Le Sénégal a atteint ce niveau grâce à la première réforme du secteur de l’hydraulique urbaine en 1995-96. Il y’a eu ensuite la seconde qui a permis l’avènement de SEN’EAU depuis le 1er janvier 2020. Cette option de la gouvernance de l’eau a donné de très bons résultats et sur l’urbain le taux d’accès presque universel avec de 98,7 % et une amélioration continue du service public d’eau potable. Le milieu rural reste un peu en retrait, mais les autorités et les acteurs du secteur travaillent à faire bouger les choses pour que le citoyen du milieu urbain et celui du rural puissent avoir la même qualité de service dans le domaine de la distribution et de la production d’eau potable.
Maintenant, comme défi, il faut que les services de la SEN’EAU soient équivalents à ce qu’on voit dans les pays avancés.

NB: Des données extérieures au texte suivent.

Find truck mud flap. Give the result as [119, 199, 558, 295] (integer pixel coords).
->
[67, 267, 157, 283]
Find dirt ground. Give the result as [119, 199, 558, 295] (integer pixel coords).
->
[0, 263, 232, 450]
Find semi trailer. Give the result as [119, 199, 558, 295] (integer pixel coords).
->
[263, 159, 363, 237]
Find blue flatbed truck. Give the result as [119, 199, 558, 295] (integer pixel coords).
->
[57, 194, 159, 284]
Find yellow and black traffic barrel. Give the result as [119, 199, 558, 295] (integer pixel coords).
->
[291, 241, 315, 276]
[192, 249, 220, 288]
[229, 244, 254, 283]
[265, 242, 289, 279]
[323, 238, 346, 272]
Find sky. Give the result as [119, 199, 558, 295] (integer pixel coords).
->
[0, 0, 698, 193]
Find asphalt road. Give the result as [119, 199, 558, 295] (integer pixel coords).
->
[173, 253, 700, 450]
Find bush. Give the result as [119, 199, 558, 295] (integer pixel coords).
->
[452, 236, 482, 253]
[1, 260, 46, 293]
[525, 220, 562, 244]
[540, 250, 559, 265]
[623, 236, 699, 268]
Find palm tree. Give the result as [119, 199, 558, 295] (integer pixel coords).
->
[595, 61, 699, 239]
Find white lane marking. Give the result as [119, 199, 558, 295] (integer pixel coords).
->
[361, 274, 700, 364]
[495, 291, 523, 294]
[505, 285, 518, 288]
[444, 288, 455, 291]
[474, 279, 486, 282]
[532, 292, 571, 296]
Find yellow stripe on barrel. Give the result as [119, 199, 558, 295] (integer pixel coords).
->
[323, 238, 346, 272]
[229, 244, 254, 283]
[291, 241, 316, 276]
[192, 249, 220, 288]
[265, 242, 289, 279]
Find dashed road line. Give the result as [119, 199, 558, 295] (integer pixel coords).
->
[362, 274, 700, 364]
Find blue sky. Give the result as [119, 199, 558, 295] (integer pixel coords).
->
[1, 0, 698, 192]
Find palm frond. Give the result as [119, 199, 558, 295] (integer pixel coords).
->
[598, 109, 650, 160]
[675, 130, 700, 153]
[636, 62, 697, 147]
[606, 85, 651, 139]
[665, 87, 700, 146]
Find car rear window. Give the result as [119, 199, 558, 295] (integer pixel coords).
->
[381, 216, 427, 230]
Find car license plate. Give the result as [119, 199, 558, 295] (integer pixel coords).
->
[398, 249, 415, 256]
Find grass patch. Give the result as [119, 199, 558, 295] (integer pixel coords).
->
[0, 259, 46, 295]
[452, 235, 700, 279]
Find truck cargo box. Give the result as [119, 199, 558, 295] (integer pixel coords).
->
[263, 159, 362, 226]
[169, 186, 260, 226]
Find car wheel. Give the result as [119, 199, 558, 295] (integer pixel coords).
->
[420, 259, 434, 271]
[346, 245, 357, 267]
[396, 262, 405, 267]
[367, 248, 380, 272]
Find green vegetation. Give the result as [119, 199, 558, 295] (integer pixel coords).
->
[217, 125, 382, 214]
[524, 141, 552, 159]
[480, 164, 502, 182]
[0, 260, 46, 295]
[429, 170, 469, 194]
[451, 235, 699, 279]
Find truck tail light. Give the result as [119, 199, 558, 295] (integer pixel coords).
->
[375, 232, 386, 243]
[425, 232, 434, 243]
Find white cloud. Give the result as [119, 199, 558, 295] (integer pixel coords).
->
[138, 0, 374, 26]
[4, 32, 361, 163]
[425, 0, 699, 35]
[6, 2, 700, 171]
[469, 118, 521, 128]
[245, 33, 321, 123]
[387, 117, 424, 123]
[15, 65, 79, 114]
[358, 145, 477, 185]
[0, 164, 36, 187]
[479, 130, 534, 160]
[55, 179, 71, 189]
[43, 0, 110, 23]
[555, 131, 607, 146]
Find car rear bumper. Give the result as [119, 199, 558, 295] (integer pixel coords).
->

En France où j’ai eu l’occasion de visiter les infrastructures hydrauliques, il n’y a pas de rupture d’approvisionnement en eau. Nous avons l’ambition d’être l’entreprise préférée des Sénégalais au cours des cinq prochaines années. Le niveau de service doit être élevé et constamment amélioré, de la production de l’eau potable à la distribution, et même jusqu’à la facturation qui doit être digitalisée.
Cela passe notamment par la mise en place de la télérelève afin que chaque client puisse suivre sa consommation. Il faut également développer un réseau intelligent de sorte que le réseau puisse basculer automatique afin de compenser le manque d’eau dans certaines zones en forte demande. Ce système existe dans de nombreux pays, notamment en France. Nous nous appuierons sur notre partenaire technique SUEZ pour atteindre cet objectif. Cela fait 5 ans que nous avons commencé ce processus, et il faut continuer à moderniser l’entreprise.
Le prochain défi c’est également la qualité de l’eau. La SEN’EAU vient d’effectuer un transfert d’eau douce à Mbacké dans le centre du Sénégal où l’eau contenait beaucoup du fluor, et les populations commençaient déjà à se plaindre de la situation. Ce transfert va se poursuivre dans d’autres villes concernées par la mauvaise qualité de l’eau. Avec l’appui de l’État à travers la SONES et de notre partenaire technique SUEZ, le prochain défi est de donner partout au Sénégal, une eau de très bonne qualité, c’est-à-dire selon les normes de l’Organisation mondiale de la santé (OMS).